La marche vers l’égalité sur le plan légal ne fait pas partie de ce livre. Le sujet, c’est l’amour, pur et simple. Et, étant donné qu’on parle d’une pièce-récit sur les hommes gais, il faut préciser ici que le sujet n’est PAS les rapports sexuels entre hommes. Le sujet, c’est l’amour. Je dirais, même, qu’il s’agit d’une célébration de l’amour masculin. Chacun de ces hommes a vécu au moins un amour profond dans sa vie. Mais ces hommes gais n’ont pas l’habitude d’habiter avec leur amant, ni de se marier, ni d’avoir des enfants. Ils expérimentent l’amour, disons, pur. Chacun d’eux garde son indépendance, résiste à la tentation d’essayer une relation fusionnelle.
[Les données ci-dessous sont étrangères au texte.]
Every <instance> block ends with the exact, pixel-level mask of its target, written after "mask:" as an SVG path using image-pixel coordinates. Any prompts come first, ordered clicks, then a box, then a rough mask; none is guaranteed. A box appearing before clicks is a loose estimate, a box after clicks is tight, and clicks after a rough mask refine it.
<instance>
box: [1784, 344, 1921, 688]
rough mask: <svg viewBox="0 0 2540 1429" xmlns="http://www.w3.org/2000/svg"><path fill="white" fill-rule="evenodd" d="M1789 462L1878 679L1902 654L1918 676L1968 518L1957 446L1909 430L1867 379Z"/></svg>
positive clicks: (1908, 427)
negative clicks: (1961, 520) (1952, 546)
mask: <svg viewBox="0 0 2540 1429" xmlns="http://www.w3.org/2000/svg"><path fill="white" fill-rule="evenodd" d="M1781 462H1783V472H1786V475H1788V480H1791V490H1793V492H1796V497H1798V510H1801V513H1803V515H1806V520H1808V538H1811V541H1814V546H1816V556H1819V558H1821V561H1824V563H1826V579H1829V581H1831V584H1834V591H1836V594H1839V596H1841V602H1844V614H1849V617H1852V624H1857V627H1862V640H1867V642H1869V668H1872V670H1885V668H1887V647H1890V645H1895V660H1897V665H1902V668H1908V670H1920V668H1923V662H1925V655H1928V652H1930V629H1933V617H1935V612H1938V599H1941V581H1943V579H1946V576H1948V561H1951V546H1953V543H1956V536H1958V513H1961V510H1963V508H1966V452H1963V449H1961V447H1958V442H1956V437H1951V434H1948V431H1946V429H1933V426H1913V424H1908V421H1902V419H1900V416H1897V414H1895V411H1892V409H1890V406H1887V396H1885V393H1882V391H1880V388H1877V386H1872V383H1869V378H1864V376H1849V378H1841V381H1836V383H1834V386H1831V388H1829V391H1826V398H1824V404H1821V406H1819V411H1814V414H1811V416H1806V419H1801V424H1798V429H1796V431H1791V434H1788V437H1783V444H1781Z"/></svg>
Comme dit Tommy : « Pour moi … arriver à un point ou la personne qui t’aime et que toi tu aimes pense qu’elle peut parfaitement répondre à ta place aux questions personnelles, et même intimes, qui te sont adressées … c’est pas l’amour, Ben, c’est l’horreur. »
Mais s’il s’agit, dans ce livre, d’une série d’histoires d’amour profond et heureux … est-ce que c’est intéressant ?
OK, honnêtement, j’ai parfois trouvé le récit assez ennuyeux. Il est beaucoup plus difficile d’écrire sur le bonheur ; les individus contents sont moins intéressants que les misérables. Effectivement, une série d’histoires de coups de foudre peut s’avérer répétitif, et elle l’est. Il y a juste un seul sujet dans ce livre, et même s’il y a trois personnes qui parlent (Mikael est silencieux, et Ben n’est pas là), leurs points de vue sur les relations se ressemblent pas mal. Parfois on a l’impression que Dubois martèle sur le même clou à n’en finir jamais. MAIS … il y a quelque chose de remarquable dans sa représentation des vies gaies, cette insistance sur l’amour (le respect, l’affection, l’estime, le respect) plutôt que de se concentrer sur les histoires de cul, ce qui est la marque de commerce de l’art gai dans toutes ses manifestations (un bon exemple, dans la langue française, est ceci). Et c’est tellement sain, et beau, ce que Dubois dit dans ce livre.
Étoiles ?
Une étoile. Je n’ai pas trouvé la mise en scène très intéressante, et il y a des longueurs, mais … il y a quelque chose d’exceptionnel ici. Je ne peux pas dire que René-Daniel Dubois a trouvé une façon de rendre son sujet fascinant. Mais juste le fait d’avoir essayé de brosser le portrait de quelques générations d’hommes qui s’aiment, tout simplement, hors du cadre qu’on connaît (le Village, les bars gais, les apps, Fire Island, les défilés de la Fierté, et j’en passe), c’est précieux.